3. The Middle East, specifically Egypt, Iraq, Syria, Sudan, Libya, and 3-4 other countries that we wouldn’t guess, will experience increased violence as clashes continue to erupt and spread over governance.  The citizens that expected positive change after toppling various regimes will be maddened by the lack of it.

4. Most African countries, with the exceptions of some of the ones in the Middle East and those in civil war, will experience 6-8% GDP growth.  It will become the new place venture capital firms begin looking by the end of 2012.

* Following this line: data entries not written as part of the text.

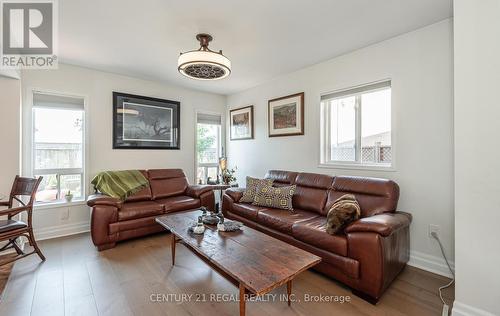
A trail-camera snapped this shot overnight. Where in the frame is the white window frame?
[318,79,396,171]
[193,110,225,184]
[22,87,90,209]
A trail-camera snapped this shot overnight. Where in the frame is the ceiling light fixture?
[177,33,231,80]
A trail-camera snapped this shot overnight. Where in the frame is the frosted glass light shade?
[177,50,231,80]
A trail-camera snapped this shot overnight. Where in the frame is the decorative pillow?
[252,185,297,211]
[239,177,273,203]
[326,194,361,235]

5. Brazil—an already sexy destination for investors—will become an even sexier place to invest as money pours into the country  in anticipation of the 2014 World Cup and 2016 Olympics.  A longer term prediction: a bubble in most industries (especially real estate) will form in Brazil and come crashing down after the Olympics.


1. The unemployment rate (currently at around 8.6%) will dip to 7% or less as Democrats focus a majority of their attention on stimulating job creation before the 2012 election.

2. Mitt Romney will win the Republican nomination as Newt Gingrich goes out of fad, and then will win a very close general election.

3. Cleantech investing will come back into fashion as the (few) companies that got funded in 2011, when cleantech investing was less popular, begin becoming successful.  The memory of Solyndra will fade as the industry braces to compete against China.

4. LSU will win the BCS National Championship rematch.  And, finally, the BCS gets overhauled after 2010′s conference shake-ups make it so that the automatic qualifying system makes no sense.

5. The US, and the world, ain’t gonna end.

Happy Holidays and best wishes for a prosperous new year!